Pulls from S3 bucket rather than from AWS URL

ecmwf / ecmwf-opendata

A package to download ECMWF open data

Apache License 2.0

184 stars 27 forks source link

Pulls from S3 bucket rather than from AWS URL #35

Open Dadoof opened 9 months ago

Dadoof commented 9 months ago

Hello there folks,

Was making use of this opendata, to get that new 0.25 degree data. I noticed something that I would like investigate.

As is stands now, the tools I see, namely 'client.py', pulls data from a URL. For example, something like: wget https://ecmwf-forecasts.s3.eu-central-1.amazonaws.com/20240227/12z/0p25/enfo/20240227120000-0h-enfo-ef.index

I believe that, from an amazon AWS EC2 instance, this would be a faster pull mechanism: aws s3 cp --no-sign-request s3://ecmwf-forecasts/20240227/12z/0p25/enfo/20240227120000-0h-enfo-ef.index .

Those are command line steps, of course, Inside client.py and such, it would be different tools. My description above was simply to show the difference between a pull via HTTPS and AWS S3.

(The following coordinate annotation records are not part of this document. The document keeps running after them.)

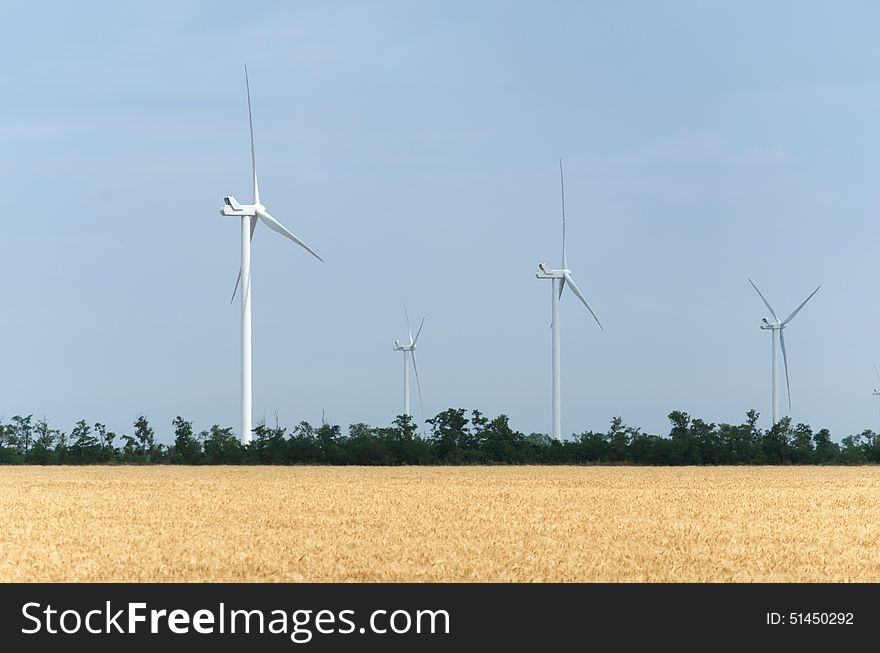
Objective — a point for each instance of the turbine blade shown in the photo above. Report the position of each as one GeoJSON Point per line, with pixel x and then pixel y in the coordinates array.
{"type": "Point", "coordinates": [797, 310]}
{"type": "Point", "coordinates": [785, 363]}
{"type": "Point", "coordinates": [238, 278]}
{"type": "Point", "coordinates": [418, 383]}
{"type": "Point", "coordinates": [419, 331]}
{"type": "Point", "coordinates": [562, 186]}
{"type": "Point", "coordinates": [251, 124]}
{"type": "Point", "coordinates": [577, 292]}
{"type": "Point", "coordinates": [274, 225]}
{"type": "Point", "coordinates": [408, 329]}
{"type": "Point", "coordinates": [766, 303]}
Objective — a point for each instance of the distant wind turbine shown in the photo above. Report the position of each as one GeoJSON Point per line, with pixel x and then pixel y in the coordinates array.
{"type": "Point", "coordinates": [776, 327]}
{"type": "Point", "coordinates": [410, 349]}
{"type": "Point", "coordinates": [561, 279]}
{"type": "Point", "coordinates": [876, 393]}
{"type": "Point", "coordinates": [249, 214]}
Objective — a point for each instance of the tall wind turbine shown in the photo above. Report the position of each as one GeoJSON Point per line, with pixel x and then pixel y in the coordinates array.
{"type": "Point", "coordinates": [561, 279]}
{"type": "Point", "coordinates": [876, 393]}
{"type": "Point", "coordinates": [775, 327]}
{"type": "Point", "coordinates": [409, 349]}
{"type": "Point", "coordinates": [249, 214]}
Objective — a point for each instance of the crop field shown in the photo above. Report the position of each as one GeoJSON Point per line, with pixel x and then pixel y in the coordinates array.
{"type": "Point", "coordinates": [439, 524]}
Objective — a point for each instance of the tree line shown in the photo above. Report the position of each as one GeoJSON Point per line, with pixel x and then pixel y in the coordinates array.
{"type": "Point", "coordinates": [453, 437]}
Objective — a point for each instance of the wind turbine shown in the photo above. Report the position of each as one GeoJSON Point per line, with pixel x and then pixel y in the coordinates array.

Any chance of adding capability to pull from the S3 bucket (and thus, the AWS 'backbone') into an AWS EC2 instance, rather than HTTP?

Regards, Brian E.

floriankrb commented 9 months ago

I would assume that a nice pull request to improve this would be welcome.

Two things to check though:

"I believe ... would be faster" : Some benchmarks could be needed, is it really faster ? When ? Where (AWS has different regions) ?
"from an amazon EC2 instance": Checking if the code is running in an EC2 instance should be robust. We do not want to break things elsewhere to support this use case.

Dadoof commented 9 months ago

Hi there,

As for the proper benchmarking, you are correct. For me, anecdotally, it is a good deal quicker. Did this today:

time aws s3 cp --no-sign-request s3://ecmwf-forecasts/20240202/12z/0p25/enfo/20240202120000-0h-enfo-ef.grib2.
real    0m13.074s
user    0m9.010s
sys     0m10.453s

time wget https://ecmwf-forecasts.s3.eu-central-1.amazonaws.com/20240202/12z/0p25/enfo/20240202120000-0h-enfo-ef.grib2
real    1m2.003s
user    0m2.418s
sys     0m5.887s

Indicating that, for this one simple case, the movement from the S3 bucket is a bit quicker (13 seconds vs 1 minute)

As for that EC2 instance: I was merely hoping that would be an option, not that it would replace any other capabilities. That if one wanted to use S3 buckets rather than AWS HTTP sites as the location to get data from, that option would exist.

Regards, Brian E

jvahl commented 9 months ago

To pull files directly from the S3 URI (s3://...), the backend would need to utilize boto3 instead of requests. I think it would be best to start building this capability in the multiurl dependency which executes the downloads.